Terry McKiernan, Spotlight on the Archives, Hamilton and Griffin on Rights

This blog entry is a brief guide to the documents, newspaper articles, and reports that are the basis of the movie Spotlight. If you wonder what Mike Rezendes is reading in the cab, or what’s in Phil Saviano’s box of documents, or what editor Marty Baron means when he says, “You’ve all done some very good reporting here,” read on.

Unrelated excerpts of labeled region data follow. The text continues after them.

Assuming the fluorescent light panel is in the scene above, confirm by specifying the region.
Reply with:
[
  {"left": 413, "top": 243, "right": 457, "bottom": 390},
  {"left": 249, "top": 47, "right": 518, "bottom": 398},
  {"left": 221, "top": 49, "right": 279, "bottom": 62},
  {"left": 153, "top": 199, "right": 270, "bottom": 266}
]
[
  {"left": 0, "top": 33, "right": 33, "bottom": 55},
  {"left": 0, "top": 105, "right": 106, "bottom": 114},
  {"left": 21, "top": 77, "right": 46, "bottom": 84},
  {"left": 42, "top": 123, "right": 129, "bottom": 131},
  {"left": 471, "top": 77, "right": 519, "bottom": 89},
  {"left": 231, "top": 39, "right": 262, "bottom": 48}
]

The movie is the story of an article getting written:

Church Allowed Abuse by Priest for Years, by Michael Rezendes, Boston Globe (1/6/02)
It’s also about the fight to unseal some documents, and once those documents are unsealed, after the end of the movie, the Spotlight team will write this remarkable story:

Documents Show Church Long Supported Geoghan, by Walter V. Robinson and Matt Carroll, Boston Globe (1/24/02)
The emotional center of the movie is a cab ride through the neighborhoods, past the characters we’ve gotten to know, while reporter Mike Rezendes reads a letter aloud. The letter was written by Margaret Gallant, the aunt of the children we see at the beginning of the film. It’s one of two she writes, one to Cardinal Medeiros, and one to Cardinal Law, his successor. These are the letters, with their answers:

Margaret Gallant to Cardinal Medeiros about Geoghan and Her Family (8/10/82)
Globe Transcript of Gallant’s Handwritten Letter
Cardinal Medeiros to Margaret Gallant Replying to Her Letter (8/20/82)
Margaret Gallant to Cardinal Law about Geoghan with Boys Again (9/6/84)
Cardinal Law to Margaret Gallant Replying to Her Letter (9/21/84)
When Rezendes arrives at the Globe, he reads this letter by Auxiliary Bishop John D’Arcy, who objects that Law has reassigned Father Geoghan. Law is ignoring Gallant’s letter, and D’Arcy’s “breaking ranks,” says Sacha Pfeiffer.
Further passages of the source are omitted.